In 1978, the European Court of Human Rights decided in a case from Northern Ireland that "five techniques" used to interrogate suspected Irish Republican Army members were unlawful. The techinques were "wall-standing" (a stress position); hooding; subjection to noise; sleep deprivation; and deprivation of food and drink. The court held that such tactics were not torture under the European human rights convention but constituted "inhuman and degrading treatment," a standard analogous to the one in the CAT and ICCPR. In light of this decision, international law would likely prohibit the stress positions that the U.S. has used.
via Adam Kotsko.
Torture has been used throughout the centuries by tyrannical governments, whatever form a government chooses to use - because torture is not isolated to form of government (unfortunately). The United States has been using torture almost from it's inception, it just has never been done in the open.

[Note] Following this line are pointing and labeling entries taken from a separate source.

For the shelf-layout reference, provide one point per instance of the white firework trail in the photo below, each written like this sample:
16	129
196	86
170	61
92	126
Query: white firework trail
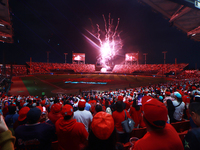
111	44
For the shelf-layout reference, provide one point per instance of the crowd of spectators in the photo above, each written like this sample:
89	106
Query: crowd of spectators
93	121
158	69
41	67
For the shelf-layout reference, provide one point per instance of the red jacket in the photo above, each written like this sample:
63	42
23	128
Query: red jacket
71	134
118	118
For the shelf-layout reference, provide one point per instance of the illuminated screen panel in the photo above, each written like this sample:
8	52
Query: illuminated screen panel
131	57
78	57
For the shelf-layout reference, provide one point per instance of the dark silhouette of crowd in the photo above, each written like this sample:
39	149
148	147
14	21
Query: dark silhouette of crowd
93	121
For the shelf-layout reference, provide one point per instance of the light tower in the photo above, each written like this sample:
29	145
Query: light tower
145	57
164	52
66	57
48	56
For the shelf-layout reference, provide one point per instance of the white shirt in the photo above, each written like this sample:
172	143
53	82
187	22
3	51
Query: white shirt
178	113
84	117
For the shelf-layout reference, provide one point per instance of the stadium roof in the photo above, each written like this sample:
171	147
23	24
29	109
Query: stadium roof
6	31
184	14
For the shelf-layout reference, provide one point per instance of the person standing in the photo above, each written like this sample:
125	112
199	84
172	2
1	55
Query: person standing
82	115
192	138
34	135
71	134
160	135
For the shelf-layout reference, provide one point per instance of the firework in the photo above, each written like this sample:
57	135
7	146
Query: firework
111	43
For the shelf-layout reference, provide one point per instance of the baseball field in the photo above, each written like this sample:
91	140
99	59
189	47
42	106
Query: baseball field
51	85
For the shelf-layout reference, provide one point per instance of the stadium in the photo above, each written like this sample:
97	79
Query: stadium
115	103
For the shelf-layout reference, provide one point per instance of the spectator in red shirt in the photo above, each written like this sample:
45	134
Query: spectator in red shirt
55	114
72	135
136	113
119	116
103	133
160	135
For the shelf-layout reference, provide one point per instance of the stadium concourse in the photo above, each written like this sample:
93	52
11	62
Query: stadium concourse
48	123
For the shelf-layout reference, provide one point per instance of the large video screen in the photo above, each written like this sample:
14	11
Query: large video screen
131	57
78	57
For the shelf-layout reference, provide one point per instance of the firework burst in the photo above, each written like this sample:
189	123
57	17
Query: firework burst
109	41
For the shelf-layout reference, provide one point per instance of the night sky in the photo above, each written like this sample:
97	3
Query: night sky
58	26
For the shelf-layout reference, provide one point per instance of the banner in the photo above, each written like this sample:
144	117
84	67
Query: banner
131	57
78	57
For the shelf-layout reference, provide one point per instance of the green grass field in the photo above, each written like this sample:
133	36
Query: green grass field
54	84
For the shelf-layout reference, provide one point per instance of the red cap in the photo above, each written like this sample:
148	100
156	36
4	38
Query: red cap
154	110
55	108
67	110
120	98
167	93
102	125
194	88
43	109
81	103
145	98
23	113
42	102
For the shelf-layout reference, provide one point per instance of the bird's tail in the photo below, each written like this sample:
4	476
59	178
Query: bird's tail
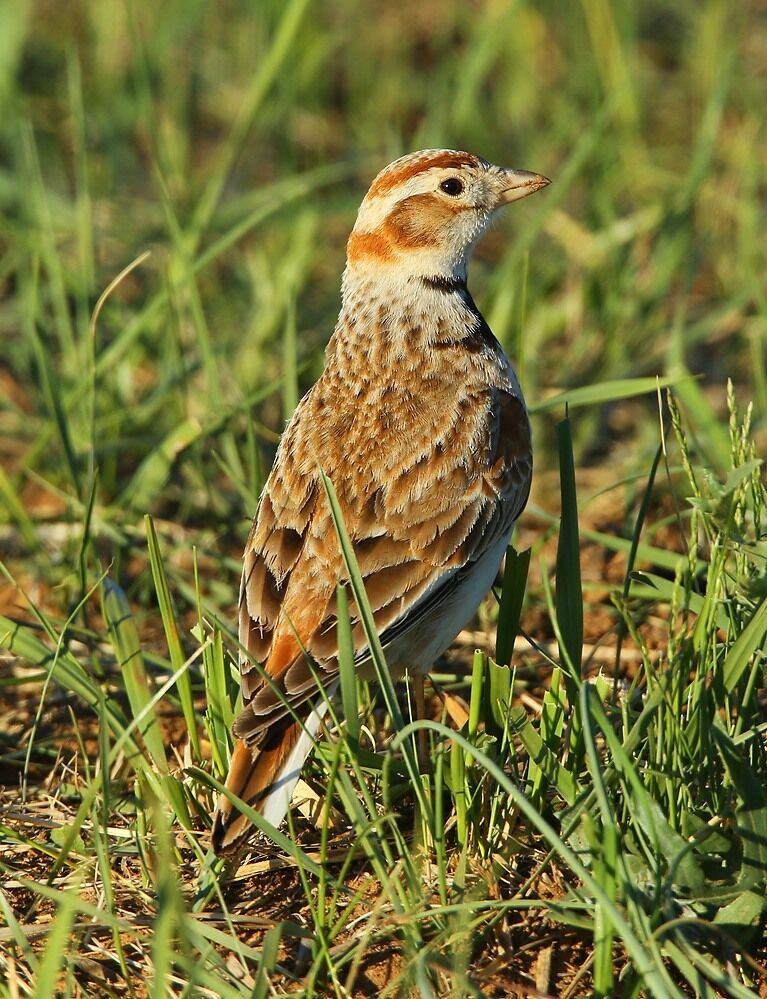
265	777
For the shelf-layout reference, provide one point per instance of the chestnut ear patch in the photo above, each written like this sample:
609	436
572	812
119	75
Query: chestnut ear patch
370	245
419	220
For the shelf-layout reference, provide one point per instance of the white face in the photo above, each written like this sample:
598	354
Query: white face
426	211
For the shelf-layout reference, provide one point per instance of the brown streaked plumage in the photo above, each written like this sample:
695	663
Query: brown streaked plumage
419	421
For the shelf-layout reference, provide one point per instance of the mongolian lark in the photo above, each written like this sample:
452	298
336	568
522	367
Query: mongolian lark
419	422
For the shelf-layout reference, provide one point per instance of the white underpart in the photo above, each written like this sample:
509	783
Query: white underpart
277	802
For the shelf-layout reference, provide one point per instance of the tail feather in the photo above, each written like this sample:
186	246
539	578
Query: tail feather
265	777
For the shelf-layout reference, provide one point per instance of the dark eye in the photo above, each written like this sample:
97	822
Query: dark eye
452	186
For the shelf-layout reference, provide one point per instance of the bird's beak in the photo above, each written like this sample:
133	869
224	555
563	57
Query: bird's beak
516	184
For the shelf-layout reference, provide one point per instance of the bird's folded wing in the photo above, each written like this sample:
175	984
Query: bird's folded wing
413	537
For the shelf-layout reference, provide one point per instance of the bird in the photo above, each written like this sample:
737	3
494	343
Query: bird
419	421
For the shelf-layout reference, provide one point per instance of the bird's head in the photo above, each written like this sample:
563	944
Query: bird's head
425	212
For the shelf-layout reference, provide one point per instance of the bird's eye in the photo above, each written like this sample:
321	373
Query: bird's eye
452	186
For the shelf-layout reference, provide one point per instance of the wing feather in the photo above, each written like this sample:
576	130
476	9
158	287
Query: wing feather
417	530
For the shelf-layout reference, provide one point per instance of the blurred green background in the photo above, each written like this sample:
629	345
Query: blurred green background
235	140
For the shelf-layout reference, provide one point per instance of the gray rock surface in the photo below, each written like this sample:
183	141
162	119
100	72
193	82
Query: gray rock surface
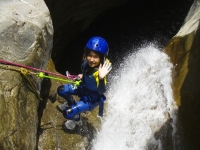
184	52
70	18
26	36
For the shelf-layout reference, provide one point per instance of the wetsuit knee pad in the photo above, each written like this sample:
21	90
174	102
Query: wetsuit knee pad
65	89
80	107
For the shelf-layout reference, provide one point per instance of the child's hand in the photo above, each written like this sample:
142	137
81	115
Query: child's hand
80	76
105	69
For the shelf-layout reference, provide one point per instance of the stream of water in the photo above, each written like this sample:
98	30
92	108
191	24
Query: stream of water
139	102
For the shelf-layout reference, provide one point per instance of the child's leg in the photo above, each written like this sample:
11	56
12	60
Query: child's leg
66	91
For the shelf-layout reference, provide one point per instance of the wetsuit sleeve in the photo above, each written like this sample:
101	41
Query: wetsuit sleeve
102	87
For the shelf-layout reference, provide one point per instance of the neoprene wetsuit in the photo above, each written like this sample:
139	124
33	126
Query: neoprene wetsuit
90	92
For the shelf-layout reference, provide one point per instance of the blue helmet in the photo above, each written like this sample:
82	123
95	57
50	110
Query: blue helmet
98	44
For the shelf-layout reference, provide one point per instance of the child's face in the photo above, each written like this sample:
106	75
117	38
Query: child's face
93	59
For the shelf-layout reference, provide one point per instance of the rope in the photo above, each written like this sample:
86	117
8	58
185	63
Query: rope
24	72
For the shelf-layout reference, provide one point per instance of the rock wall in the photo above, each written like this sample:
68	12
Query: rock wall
184	51
70	18
26	36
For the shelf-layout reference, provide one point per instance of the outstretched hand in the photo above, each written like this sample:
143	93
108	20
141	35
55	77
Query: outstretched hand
105	69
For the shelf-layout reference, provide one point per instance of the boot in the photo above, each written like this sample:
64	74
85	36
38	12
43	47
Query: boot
61	107
71	124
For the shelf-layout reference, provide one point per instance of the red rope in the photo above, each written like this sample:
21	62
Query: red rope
36	69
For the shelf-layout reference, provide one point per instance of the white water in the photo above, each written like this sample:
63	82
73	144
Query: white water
139	102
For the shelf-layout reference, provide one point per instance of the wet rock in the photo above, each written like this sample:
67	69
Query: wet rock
25	38
184	52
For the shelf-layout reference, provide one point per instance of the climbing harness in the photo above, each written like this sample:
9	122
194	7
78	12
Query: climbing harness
26	70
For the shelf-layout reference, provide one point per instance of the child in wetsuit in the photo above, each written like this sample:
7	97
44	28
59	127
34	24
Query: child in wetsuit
93	83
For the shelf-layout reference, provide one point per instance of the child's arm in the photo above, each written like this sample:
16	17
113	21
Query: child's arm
105	69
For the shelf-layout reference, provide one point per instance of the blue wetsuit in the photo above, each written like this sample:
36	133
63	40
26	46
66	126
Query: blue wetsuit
90	92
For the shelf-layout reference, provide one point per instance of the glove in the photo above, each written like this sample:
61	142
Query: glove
105	69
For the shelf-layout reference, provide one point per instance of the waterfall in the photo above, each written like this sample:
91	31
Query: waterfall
139	102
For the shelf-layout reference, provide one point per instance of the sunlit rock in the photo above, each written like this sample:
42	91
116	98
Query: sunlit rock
184	51
25	38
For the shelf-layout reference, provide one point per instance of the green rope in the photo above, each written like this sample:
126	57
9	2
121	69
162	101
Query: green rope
41	75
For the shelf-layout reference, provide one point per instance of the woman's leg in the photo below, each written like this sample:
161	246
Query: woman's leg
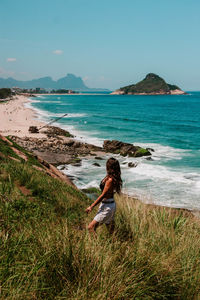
93	226
111	227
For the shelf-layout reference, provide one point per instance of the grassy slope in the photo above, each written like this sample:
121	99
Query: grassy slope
152	83
46	253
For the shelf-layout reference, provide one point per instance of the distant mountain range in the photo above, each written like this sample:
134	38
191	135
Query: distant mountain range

What is not usually known about torture is that it is never used to extract the "truth' - instead, it is used to fabricate a lie in support of a global, national, or local policy. Most people know you can make someone confess to anything when torture is used - they will confess to leaping over tall buildings in a single bound if this is what will halt the torture.
In order to produce evidence for a war, this administration has resorted to extrodinary
Posted by: Virgil Johnson | May 29, 2005 at 09:21 PM
rendition after the fact of using torture and it being exposed. The use of this method is supposed (extraordinary rendition)to quell the outcry against the direct employment of torture - although the process of direct torture continues, it just has been hermetically sealed from public observation.
Here is a pre-warning sign you can always use to head off torture - whenever a government, through it's own words or through it's loyal press begins to villify and demonize certain people, torture is always close behind or presently in practice. When you begin to see torture paraded on your TV in various entertainment programs, and straining definitions of what torture is - that is a sure sign it is in full swing.
Once again for emphasis, torture is never used to get to the so-called truth, but always done so confessions can be given to support a certain foreign or domestic policy. It is always used when we want to rob other nations of their resources, or gain some form of political power in whatever region, usually both. I know it is an ugly picture, the question is not it's disgusting existence, but what are you going to do about it?
Posted by: Virgil Johnson | May 29, 2005 at 09:37 PM
Virgil--I like very much the way you broaden thinking about torture--'it is used when we rob...' what that says to me is that outrage against torture needs to be coupled with outrage against violence and exploitation inflicted on populations more generally; it should not be viewed in isolation, as if that is the only kind of violence we abhore, cannot tolerate, etc.